"May the words of my mouth and the meditation of my heart be pleasing to you, oh Lord..." Psalm 19:14

Tuesday, May 19, 2009

trying to save my manna

The Israelites did as they were told; some gathered much, some little. And when they measured it by the omer, he who gathered much did not have too much, and he who gathered little did not have too little. Each one gathered as much as he needed. Then Moses said to them, "No one is to keep any of it until morning." -Exodus 16:17-18

The hardest thing about God's provision is that He only gives us enough for Today. Now, whether today means literally today...or this year...or this season in life, it depends I guess. At any rate, I understand the Isrealites' struggle and I'm totally admitting that I am trying to be a manna-hoarder right now. I know, can you believe it? The Lord, in His kindness, has poured out to me blessings upon blessings...money, relationships, security, belonging, more "stuff" than I care to have...and here I am, trying to hide away my money in some bank account...and my relationships in some corner of my heart, hoping I can keep 'em for later...just in case.

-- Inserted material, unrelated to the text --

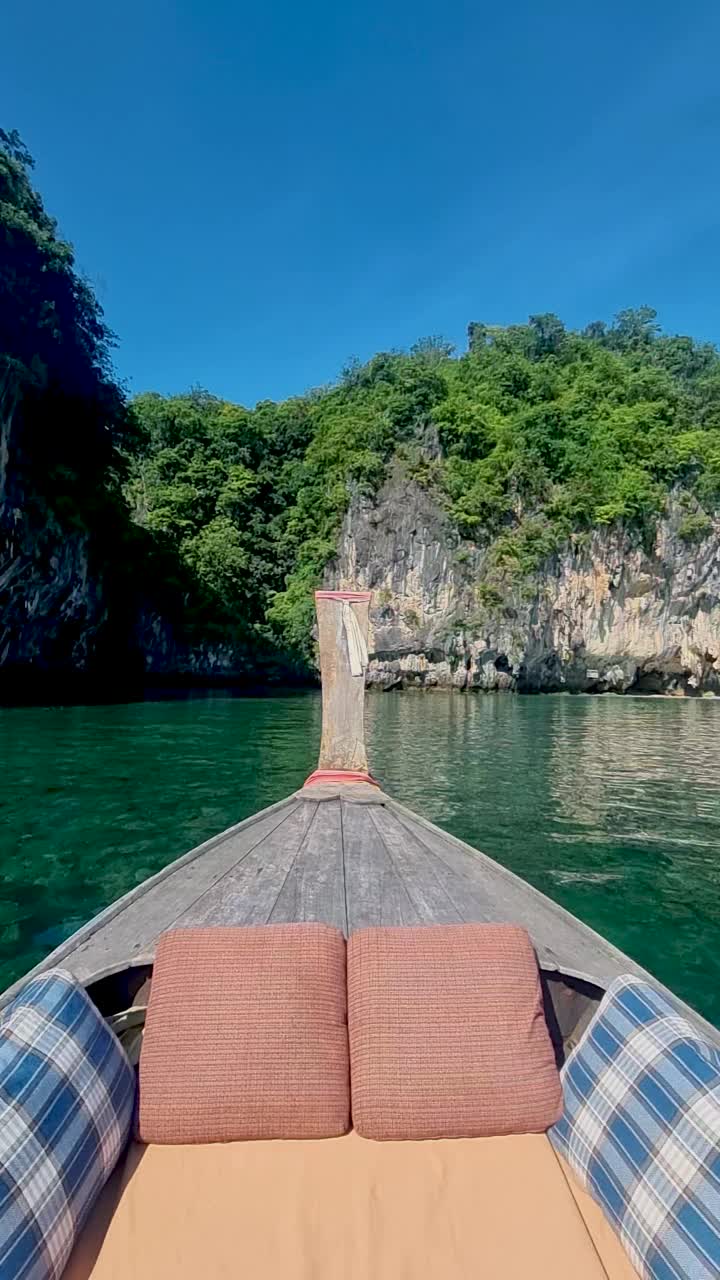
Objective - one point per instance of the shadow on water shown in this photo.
(609, 805)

I don't know yet what God is calling me to do, or where He's calling me to be. But I do know that He's given me enough for Today...and when tomorrow becomes today, that will still hold true.

Sunday, May 17, 2009

some mad hope

I know this is the title of a popular Matt Nathanson album right now...and I'm pretty sure he's not talking about Jesus, but these three words keep coming back to me because it's the best way I can think of to describe the state of my heart tonight.

I've never felt so uncertain, so challenged, so uprooted...and, at the same time, so madly, unbelievably hopeful.

(Wow, two posts in one night. Must be the caffeine. :)

Saturday, May 16, 2009

i know this much is true

"My flesh and heart may fail, but God is the strength of my heart and my portion forever." -Psalm 73:26

I lost my job this week. But He's asking for so much more than that.

You’re calling me to lay down everything. You’re calling me to leave it all behind. You’re calling me to surrender this false security…and to rest in You alone.

And even though my heart doth faileth…even though the tears stream down…I know in every fragment of my being, that this is all I want. I will have it no other way.